We examined whether our heritability estimates remain similar between different metformin response phenotypes. We found that the heritability estimates for the adjusted HbA1c% reductions are identical for all groups. This result is expected, as the adjusted reduction values are the residuals from a model that is based on covariates. We find that the estimates for proportional HbA1c% reduction are also relatively similar and are \({h}^{2}=13.8 \%\) (95% CI, 7.3–20.3%) for the entire cohort, \({h}^{2}=23.2 \%\) (95% CI, 9.9–36.4%) for males and \({h}^{2}=22.3 \%\) (95% CI, 9.4–35.1%) for females. We note that across the three phenotypes the 95% intervals of estimates overlap, demonstrating that the estimates are relatively similar.
We estimated the explained variance of the covariates alone without family information to identify the explained variance of environmental factors. We computed the explained variance of absolute reduction in HbA1c% as 66.6%.
We estimated the heritability of responses to additional subgroups of the cohort, in order to search for affecting factors. We split our cohort by age (binning them by decades), and by absolute HbA1c% response values as well as by ethnicity, and found no meaningful results most likely due to the small sizes of those subgroups (Supplementary Table 6).
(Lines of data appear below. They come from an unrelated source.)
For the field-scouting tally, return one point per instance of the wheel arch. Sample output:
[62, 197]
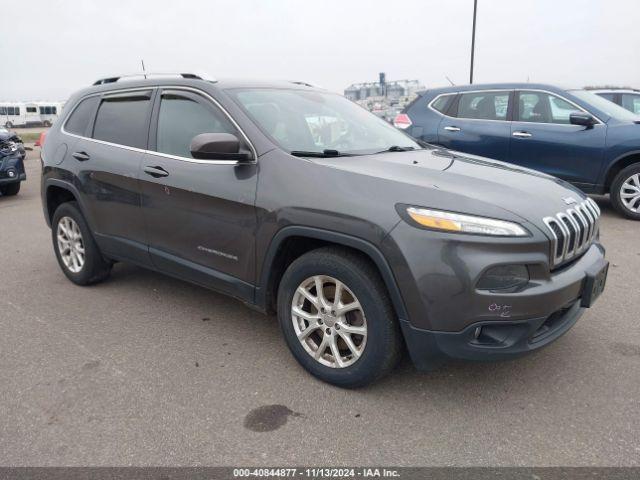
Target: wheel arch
[275, 262]
[618, 165]
[57, 192]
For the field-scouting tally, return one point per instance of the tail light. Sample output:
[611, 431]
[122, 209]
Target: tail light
[402, 121]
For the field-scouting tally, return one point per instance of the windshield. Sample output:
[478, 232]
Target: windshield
[606, 106]
[311, 121]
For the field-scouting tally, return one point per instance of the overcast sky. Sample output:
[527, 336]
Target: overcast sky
[57, 47]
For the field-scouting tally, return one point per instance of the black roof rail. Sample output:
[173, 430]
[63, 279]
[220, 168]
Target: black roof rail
[304, 84]
[103, 81]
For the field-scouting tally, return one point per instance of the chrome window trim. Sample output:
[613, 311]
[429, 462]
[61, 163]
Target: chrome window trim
[583, 218]
[600, 122]
[470, 91]
[153, 152]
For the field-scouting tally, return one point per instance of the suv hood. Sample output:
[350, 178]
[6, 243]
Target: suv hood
[458, 182]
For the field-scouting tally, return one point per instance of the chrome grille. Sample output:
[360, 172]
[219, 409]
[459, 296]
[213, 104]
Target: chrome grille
[573, 230]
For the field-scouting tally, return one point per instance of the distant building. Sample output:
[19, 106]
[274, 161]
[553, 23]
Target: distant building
[384, 98]
[391, 89]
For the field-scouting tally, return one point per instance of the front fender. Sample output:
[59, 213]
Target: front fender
[359, 244]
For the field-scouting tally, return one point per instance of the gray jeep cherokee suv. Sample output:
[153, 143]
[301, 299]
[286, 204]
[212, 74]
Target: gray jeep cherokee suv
[299, 202]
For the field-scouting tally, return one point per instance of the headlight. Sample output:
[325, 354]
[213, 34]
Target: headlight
[456, 222]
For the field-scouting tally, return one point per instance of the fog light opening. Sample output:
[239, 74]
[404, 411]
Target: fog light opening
[504, 278]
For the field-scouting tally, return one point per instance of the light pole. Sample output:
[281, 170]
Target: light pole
[473, 39]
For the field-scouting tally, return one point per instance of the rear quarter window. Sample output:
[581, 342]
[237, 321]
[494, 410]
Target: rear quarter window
[81, 116]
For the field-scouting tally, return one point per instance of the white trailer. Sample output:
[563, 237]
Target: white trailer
[26, 114]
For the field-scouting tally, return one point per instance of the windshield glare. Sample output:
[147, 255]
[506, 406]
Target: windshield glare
[314, 121]
[610, 108]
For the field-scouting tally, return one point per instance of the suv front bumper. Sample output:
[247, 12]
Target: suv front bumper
[450, 318]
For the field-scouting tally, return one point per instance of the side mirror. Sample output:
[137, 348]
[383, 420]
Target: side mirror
[581, 118]
[217, 146]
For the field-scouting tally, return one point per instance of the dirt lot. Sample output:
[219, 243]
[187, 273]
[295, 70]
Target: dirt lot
[147, 370]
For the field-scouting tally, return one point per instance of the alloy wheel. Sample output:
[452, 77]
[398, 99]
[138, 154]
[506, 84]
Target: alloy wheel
[70, 244]
[630, 193]
[329, 321]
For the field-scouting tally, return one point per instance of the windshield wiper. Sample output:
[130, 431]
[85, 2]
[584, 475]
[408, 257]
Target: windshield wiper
[397, 148]
[326, 153]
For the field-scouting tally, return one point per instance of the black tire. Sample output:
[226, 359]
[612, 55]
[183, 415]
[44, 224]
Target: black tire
[96, 268]
[383, 346]
[10, 190]
[616, 191]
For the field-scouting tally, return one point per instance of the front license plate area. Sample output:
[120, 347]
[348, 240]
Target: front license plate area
[594, 283]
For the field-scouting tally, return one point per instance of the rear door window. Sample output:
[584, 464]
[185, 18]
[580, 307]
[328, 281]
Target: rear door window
[484, 105]
[631, 101]
[441, 104]
[181, 117]
[542, 107]
[123, 119]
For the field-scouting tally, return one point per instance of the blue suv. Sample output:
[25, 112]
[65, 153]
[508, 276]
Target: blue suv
[572, 134]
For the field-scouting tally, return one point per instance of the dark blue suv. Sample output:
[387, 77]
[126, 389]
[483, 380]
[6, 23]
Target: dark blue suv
[571, 134]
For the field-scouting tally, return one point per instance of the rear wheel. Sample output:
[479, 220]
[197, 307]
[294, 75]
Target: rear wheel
[76, 250]
[10, 189]
[625, 192]
[337, 318]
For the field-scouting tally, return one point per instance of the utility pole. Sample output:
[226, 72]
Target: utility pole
[473, 39]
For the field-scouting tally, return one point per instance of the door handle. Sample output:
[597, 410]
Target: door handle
[81, 156]
[156, 172]
[522, 134]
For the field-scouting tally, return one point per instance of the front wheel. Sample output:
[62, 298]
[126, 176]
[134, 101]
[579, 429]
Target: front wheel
[337, 318]
[10, 190]
[625, 192]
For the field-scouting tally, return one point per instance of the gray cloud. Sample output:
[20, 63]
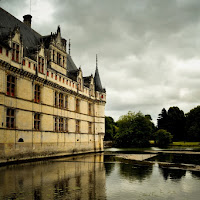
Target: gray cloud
[148, 50]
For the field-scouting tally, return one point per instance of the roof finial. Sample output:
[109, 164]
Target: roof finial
[96, 61]
[69, 46]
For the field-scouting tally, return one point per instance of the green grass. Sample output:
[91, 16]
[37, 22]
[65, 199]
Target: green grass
[180, 143]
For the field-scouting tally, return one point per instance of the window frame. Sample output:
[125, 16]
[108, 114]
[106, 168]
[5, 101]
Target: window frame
[89, 127]
[77, 126]
[15, 52]
[37, 121]
[61, 100]
[77, 105]
[11, 85]
[61, 124]
[10, 118]
[37, 93]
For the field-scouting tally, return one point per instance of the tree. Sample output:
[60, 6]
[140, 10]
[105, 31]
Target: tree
[176, 123]
[193, 124]
[173, 121]
[163, 119]
[162, 137]
[110, 129]
[134, 129]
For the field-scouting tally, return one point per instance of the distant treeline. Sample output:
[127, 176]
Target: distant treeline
[136, 129]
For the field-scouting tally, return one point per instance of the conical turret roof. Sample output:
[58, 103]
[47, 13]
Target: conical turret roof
[97, 81]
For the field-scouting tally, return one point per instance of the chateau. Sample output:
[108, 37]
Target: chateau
[47, 107]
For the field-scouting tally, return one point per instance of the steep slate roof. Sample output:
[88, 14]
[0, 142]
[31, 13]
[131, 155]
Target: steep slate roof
[97, 81]
[9, 22]
[87, 80]
[70, 64]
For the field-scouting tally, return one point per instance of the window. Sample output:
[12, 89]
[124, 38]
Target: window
[53, 56]
[63, 61]
[77, 105]
[15, 52]
[10, 85]
[66, 125]
[37, 93]
[37, 121]
[56, 99]
[90, 127]
[61, 100]
[66, 102]
[61, 124]
[55, 124]
[41, 65]
[10, 118]
[77, 126]
[58, 59]
[79, 84]
[89, 109]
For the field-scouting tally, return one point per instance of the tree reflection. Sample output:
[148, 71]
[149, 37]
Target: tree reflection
[135, 172]
[196, 174]
[173, 174]
[109, 167]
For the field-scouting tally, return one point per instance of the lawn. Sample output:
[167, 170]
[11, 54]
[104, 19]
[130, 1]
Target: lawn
[180, 143]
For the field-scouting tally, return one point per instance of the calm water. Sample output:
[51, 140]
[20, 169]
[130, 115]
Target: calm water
[93, 177]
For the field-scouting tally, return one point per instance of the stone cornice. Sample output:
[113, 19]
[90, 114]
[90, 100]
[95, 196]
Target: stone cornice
[45, 81]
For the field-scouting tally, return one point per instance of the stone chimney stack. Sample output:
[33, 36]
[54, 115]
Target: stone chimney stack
[27, 20]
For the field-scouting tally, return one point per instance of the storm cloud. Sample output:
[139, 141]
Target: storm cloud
[148, 50]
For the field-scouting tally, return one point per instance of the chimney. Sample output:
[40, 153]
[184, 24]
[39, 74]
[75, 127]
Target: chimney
[27, 20]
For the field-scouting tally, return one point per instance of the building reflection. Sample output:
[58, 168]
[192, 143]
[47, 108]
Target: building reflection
[135, 172]
[173, 174]
[80, 177]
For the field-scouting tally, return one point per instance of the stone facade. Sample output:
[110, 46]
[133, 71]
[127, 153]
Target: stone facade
[47, 107]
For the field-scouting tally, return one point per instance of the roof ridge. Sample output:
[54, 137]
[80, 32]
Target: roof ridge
[18, 20]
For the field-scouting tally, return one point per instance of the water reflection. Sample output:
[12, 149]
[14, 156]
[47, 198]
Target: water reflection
[77, 178]
[135, 172]
[89, 177]
[173, 174]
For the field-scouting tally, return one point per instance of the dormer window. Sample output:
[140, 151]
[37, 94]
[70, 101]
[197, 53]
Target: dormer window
[53, 56]
[41, 64]
[15, 52]
[79, 84]
[63, 61]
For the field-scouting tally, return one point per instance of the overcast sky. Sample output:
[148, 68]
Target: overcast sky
[149, 50]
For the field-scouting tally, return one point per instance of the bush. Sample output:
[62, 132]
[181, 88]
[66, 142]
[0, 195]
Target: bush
[134, 130]
[162, 137]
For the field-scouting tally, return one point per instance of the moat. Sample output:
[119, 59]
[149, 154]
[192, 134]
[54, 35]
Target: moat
[100, 176]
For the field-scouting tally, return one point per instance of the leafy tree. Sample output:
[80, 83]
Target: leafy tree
[110, 129]
[163, 119]
[173, 121]
[134, 129]
[152, 124]
[193, 124]
[162, 137]
[176, 123]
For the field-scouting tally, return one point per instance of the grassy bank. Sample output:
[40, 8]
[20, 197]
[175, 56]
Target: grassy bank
[181, 143]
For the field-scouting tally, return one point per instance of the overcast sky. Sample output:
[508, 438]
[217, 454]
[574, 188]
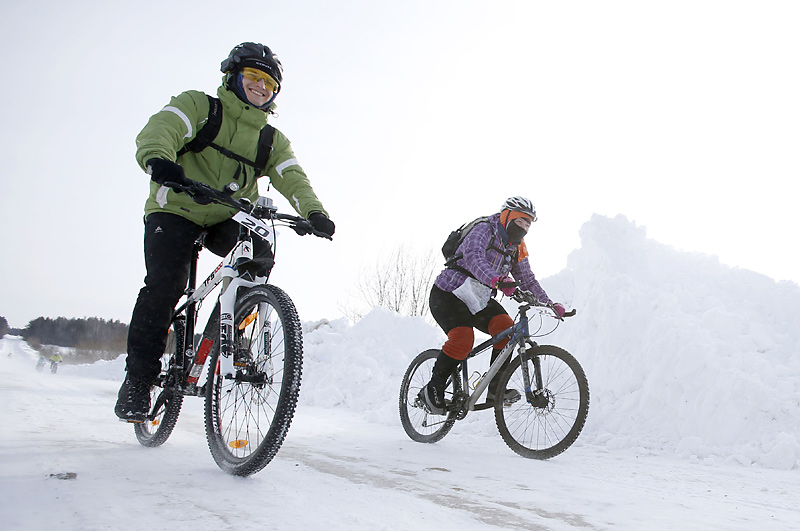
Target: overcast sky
[409, 118]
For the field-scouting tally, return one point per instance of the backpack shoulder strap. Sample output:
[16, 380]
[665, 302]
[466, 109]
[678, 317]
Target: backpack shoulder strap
[206, 135]
[264, 147]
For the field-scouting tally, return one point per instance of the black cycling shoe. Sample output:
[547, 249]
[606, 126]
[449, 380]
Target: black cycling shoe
[433, 398]
[133, 400]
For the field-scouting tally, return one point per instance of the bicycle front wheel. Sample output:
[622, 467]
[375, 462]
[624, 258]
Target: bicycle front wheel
[248, 413]
[420, 425]
[165, 401]
[548, 425]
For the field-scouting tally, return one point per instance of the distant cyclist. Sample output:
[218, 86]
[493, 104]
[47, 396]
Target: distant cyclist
[462, 295]
[252, 79]
[55, 359]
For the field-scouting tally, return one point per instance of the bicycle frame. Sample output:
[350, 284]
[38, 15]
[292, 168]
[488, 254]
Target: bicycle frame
[518, 335]
[225, 274]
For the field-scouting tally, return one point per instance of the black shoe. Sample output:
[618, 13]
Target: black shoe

Predicted response to metformin
We predicted the on-treatment HbA1c% with on the entire cohort of 80,788 individuals reaching an MSE of \(1.2\). We found a total of 8,075 individuals with relatives within the cohort. The MSE of the prediction on said individuals was \(1.6\). When predicting from both covariates and family history features, we computed an MSE of \(1.4\).
Discussion
In this work, we estimated the heritability of response to metformin treatment in patients with T2D. Our cohort consists of 782,159 patients with T2D, 80,788 of whom begin metformin treatment while already recorded in the EHRs. In combination with pedigree information from national registries, we constructed a kinship matrix yielding genetic similarities between all patients. From it we estimated the heritable component of absolute reduction in HbA1c% following metformin in newly treated patients to be \({h}^{2}=12.6 \%\) (95% CI, 6.1–19.1%) for both genders, \({h}^{2}=21.0 \%\) (95% CI, 7.8–34.3%) for males and \({h}^{2}=22.9 \%\) (95% CI, 10.0–35.7%) for females. This value remained unchanged when adjusting the response for pretreatment personal covariates and for proportional HbA1c% reduction compared to baseline HbA1c%. The similarity of results is most likely due to the correlation between proportional and absolute reductions \(r=0.97\) (P value\( < 6E-310\)) (Supplementary Fig. 3).
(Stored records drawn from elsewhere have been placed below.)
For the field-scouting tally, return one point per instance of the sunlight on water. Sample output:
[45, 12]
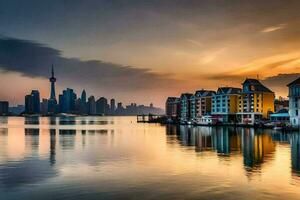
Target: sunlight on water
[116, 158]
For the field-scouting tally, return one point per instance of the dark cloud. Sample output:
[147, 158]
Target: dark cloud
[35, 60]
[100, 78]
[281, 80]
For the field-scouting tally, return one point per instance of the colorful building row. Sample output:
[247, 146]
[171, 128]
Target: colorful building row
[245, 105]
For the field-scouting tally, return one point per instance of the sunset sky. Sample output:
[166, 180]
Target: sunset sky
[143, 51]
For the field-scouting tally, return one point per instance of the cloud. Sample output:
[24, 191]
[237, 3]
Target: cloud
[281, 80]
[273, 28]
[32, 59]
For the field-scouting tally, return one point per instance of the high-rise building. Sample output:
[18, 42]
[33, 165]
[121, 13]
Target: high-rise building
[52, 81]
[185, 106]
[201, 103]
[112, 106]
[4, 107]
[32, 102]
[67, 101]
[256, 102]
[91, 105]
[172, 107]
[101, 106]
[44, 106]
[52, 102]
[225, 104]
[83, 96]
[294, 102]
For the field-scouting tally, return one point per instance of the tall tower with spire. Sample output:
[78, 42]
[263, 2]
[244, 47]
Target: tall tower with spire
[52, 81]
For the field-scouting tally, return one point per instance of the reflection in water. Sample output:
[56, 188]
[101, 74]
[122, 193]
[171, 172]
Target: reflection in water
[67, 139]
[52, 146]
[225, 141]
[35, 120]
[295, 150]
[113, 158]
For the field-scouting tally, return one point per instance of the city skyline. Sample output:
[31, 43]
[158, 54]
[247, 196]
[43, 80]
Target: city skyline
[127, 50]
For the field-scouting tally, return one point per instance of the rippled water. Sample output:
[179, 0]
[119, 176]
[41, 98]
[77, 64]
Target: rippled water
[116, 158]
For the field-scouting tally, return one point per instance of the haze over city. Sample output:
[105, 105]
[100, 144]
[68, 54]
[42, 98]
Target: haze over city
[144, 51]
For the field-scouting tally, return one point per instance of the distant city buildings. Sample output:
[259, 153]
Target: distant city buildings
[69, 103]
[294, 102]
[4, 108]
[32, 102]
[172, 106]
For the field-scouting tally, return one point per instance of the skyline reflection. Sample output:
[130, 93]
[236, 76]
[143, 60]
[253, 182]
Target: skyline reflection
[87, 155]
[256, 146]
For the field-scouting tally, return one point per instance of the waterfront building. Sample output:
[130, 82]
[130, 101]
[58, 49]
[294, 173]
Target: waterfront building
[112, 106]
[101, 106]
[172, 107]
[83, 104]
[255, 102]
[4, 107]
[17, 110]
[294, 102]
[32, 102]
[91, 105]
[201, 103]
[52, 102]
[224, 104]
[281, 103]
[185, 105]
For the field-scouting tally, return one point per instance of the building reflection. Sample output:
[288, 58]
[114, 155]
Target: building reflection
[67, 120]
[295, 153]
[256, 147]
[52, 152]
[67, 139]
[32, 120]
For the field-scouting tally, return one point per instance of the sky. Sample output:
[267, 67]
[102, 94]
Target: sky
[143, 51]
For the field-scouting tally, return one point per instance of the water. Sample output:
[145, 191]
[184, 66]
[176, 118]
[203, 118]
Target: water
[116, 158]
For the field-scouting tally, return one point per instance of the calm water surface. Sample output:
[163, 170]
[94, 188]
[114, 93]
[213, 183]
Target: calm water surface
[116, 158]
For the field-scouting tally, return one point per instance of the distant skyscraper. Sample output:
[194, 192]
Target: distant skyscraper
[44, 106]
[91, 105]
[102, 106]
[83, 96]
[4, 107]
[112, 106]
[32, 102]
[52, 103]
[52, 81]
[67, 101]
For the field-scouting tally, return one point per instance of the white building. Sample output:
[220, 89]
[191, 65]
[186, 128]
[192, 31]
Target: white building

In metformin-based studies, EHR data are usually leveraged to explore its repurposing to other diseases, or to estimate its individualized treatment effect28,52. Common approaches for estimating drug response heritability compute genetic similarities through genetic tests16,53,54,55. Collecting genetic information leads to small cohorts and requires international collaborations. Our study obtained inherited similarities between individuals from national registries, these hold promise due to their tremendous size, and have been previously employed to estimate heritability measures of longevity, autism, and others28,52.
To the best of our knowledge, our study is the first to assess the heritability of variation to drug response by fitting an LMM solely from EHR data combined with a pedigree-based IBD matrix, as the model’s kinship matrix. We validated the proposed method by estimating the heritability of adult height, finding the measure to be \({h}^{2}=80.0 \%\) (95% CI 79.2–80.8%). This result agrees well with the widely accepted heritability of height of 80%56, thus strengthening our belief that our use of pedigrees in heritability estimates is robust to non-biological noise as well as to possible inaccuracies in the EHR pedigree (either wrong or missing information). This conclusion, that heritability estimation from EHR is a valid methodology is consistent with the previous studies57. Furthermore, it does not require patient recruitment as well as costly genetic tests. We estimated the heritability of metformin responses to be in the range of 10–20%, suggesting that while genetics likely contribute to variation in metformin glycaemic response for T2D patients, most of the variation is likely due to other environmental factors.
Estimated metformin responses heritability measures are within the parameters of previous genetic-based estimations, however with smaller confidence intervals16. The increased statistical power is a direct result of our relatively large cohort size compared with previous works that commonly consist of up to several thousand patients16,54,55.
Distinguishing between genetic and environmental effects is often difficult and not impossible. For example, when prescribing metformin, physicians also commonly advise lifestyle changes. These changes, if followed, can have a positive effect on the reduction of HbA1c levels, which in our study are attributed solely to metformin. We note that most individuals in our cohort were prescribed metformin at an older age (average age at index date is 60), and since our analyses show a gradual increase in HbA1c we presume that most individuals were advised to make lifestyle changes prior to their first metformin prescription. Nevertheless, in our case, pedigree data encompasses more than just genetic information, as it provides some underlying information of environmental factors, especially in the case of first-degree relatives. Although this makes results more difficult to decipher, the accurate results of our positive and negative controls provide confidence in our method. We, therefore, believe that the included covariates capture the majority of the environmental variance and hence, prevent their effect on our \({h}^{2}\) estimates. In spite of our efforts, we believe that it is still possible that some passed environmental information remains in our heritability estimates.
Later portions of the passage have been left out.